Friday, 19 April 2013

WebVTT Reftest Bug

For the bug 855633 in Mozilla's bug tracker.

I've written many reftests for WebVTT. Outstanding tests include positioning cues with right-to-left test. There appears to be a bug in the specification. Overlapping cue tests need to be written. Tests for the tags ruby, class, and voice are not done. In addition, there are no tests for new CSS properties such as ::cue.

I've had to make a number of basic test changes. The first is that the height of the first line in a cue should be found using the css property height instead of line-height. Line-height returns "normal" on some browsers but height is always a number. Also, the specification wants the height of the first line not the line-height of the first line.
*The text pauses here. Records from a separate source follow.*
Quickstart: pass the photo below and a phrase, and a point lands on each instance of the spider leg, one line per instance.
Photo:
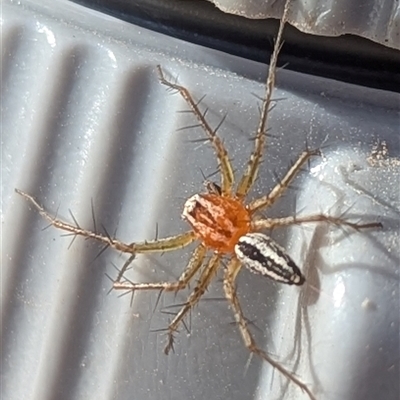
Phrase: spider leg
(269, 223)
(222, 155)
(230, 293)
(151, 246)
(276, 192)
(195, 262)
(251, 172)
(205, 278)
Another issue was that the height may not always be an integer. Decimal pixel values are valid (eg. 27.6px) so parseFloat should be used instead of parseInt.

The following tests are written.

Test the default behaviour. No particular rule. (April 17, 2013)

Make sure cues do not render for the audio element. (April 17, 2013)

Make sure control interface and cue do not overlap. (April 17, 2013)

Ensure cues display in the correct order for multiple cues and tracks. (April 17, 2013)

Right to left writing direction test (April 17, 2013)

Writing mode vertical test (April 17, 2013)

Cue writing direction, alignment, and writting mode tests. (April 17, 2013)
The rules for direction, alignment, and mode depend on each other
so tests for each individually would be the identical.
There is a specification bug for positioning cues with right-to-left text. Those tests need to be done.

Snap-to-line tests

Text wrapping tests

Cue test payload tag tests

Thursday, 18 April 2013

WebVTT Cue Display Order

I was working on the order that cues are displayed for a WebVTT file and I came across some interesting things. I was looking to test the following render rule which is a little hard to figure out but the HTML5 specification was very specific on the order.

"8. For each track track in tracks, append to cues all the cues from track's list of cues that have their text track cue active flag set." (April, 17, 2013)

This means that cues from different tracks should display the same as cues for the same track.

"13. Sort the tasks in events in ascending time order (tasks with earlier times first).
Further sort tasks in events that have the same time by the relative text track cue order of the text track cues associated with these tasks." (April, 17, 2013)

The event time is the start time for entering cues, and later of the start and end time for exiting cues.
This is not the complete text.